Suatu ketetapan waktu tidak menangguhkan lahirnya suatu perjanjian atau perikatan, melainkan hanya menangguhkan pelaksanaannya, ataupun menentukan lama waktu berlakunya suatu perjanjian atau perikatan. Suatu ketetapan waktu selalu dianggap dibuat untuk kepentingan si berutang, padahal ternyata bahwa ketetapan waktu itu dibuat untuk kepentingan si berpiutang. Apa yang harus dibayar pada suatu waktu yang ditentukan, tidak dapat ditagih sebelum waktu itu tiba, tetapi apa yang telah dibayar sebelum waktu itu datang, tak dapat diminta kembali.
Baca juga : Janji Dan Perikatan Dalam Bukum III KUH Perdata
3. Perikatan Mana Suka (Alternatif).
Dalam perikatan semacam ini, si berutang dibebaskan jika ia menyerahkan salah satu dari dua barang yang disebutkan dalam perjanjian, tetapi ia tidak boleh memaksa di berpiutang untuk menerima sebagian dari barang yang satu dan sebagian barang lainnya.
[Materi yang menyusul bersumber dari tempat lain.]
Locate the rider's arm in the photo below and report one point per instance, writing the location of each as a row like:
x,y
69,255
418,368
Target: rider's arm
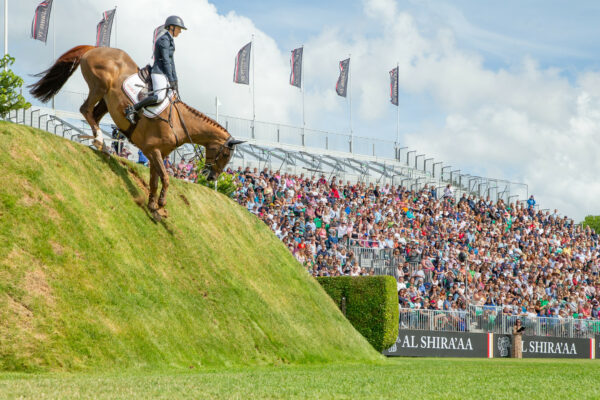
x,y
165,58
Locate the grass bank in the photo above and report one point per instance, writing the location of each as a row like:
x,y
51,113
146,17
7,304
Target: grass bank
x,y
395,379
88,281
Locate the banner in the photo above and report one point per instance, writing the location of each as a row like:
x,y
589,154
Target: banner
x,y
241,74
41,21
104,29
413,343
342,84
544,347
296,64
394,86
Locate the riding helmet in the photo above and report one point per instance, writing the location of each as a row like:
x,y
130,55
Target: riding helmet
x,y
174,20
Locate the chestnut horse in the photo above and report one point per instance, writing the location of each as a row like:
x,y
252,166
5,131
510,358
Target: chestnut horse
x,y
104,70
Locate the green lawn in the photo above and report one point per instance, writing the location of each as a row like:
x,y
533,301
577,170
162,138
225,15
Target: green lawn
x,y
90,282
393,379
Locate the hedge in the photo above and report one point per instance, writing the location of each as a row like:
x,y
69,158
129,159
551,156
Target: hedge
x,y
371,305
Hak memilih ada pada si berhutang, jika hak ini tidak secara tegas diberikan kepada si berpiutang.
Baca juga : Perjanjian Hak Tanggungan (Hipotik)
4. Perikatan Tanggung Menanggung/Tanggung Renteng.
Dalam perikatan seperti ini, di salah satu pihak terdapat lebih dari satu orang, dan biasanya terdapat di pihak debitur, maka tiap-tiap debitur itu dapat dituntut untuk memenuhi seluruh utang. Pada umumnya perikatan tanggung menanggung/tanggung renteng ini terjadi, apabila pihak debiturnya berupa badan hukum (Perseroan Terbatas, Perseroan Komanditer, dan lain-lain) atau bisa juga terjadi dalam perjanjian penanggungan (borgtocht). Jika beberapa orang telah mengikatkan dirinya sebagai sebagai penanggung untuk seorang debitur yang sama, mereka masing-masing terikat untuk seluruh utang (Pasal 1836 KUH Perdata).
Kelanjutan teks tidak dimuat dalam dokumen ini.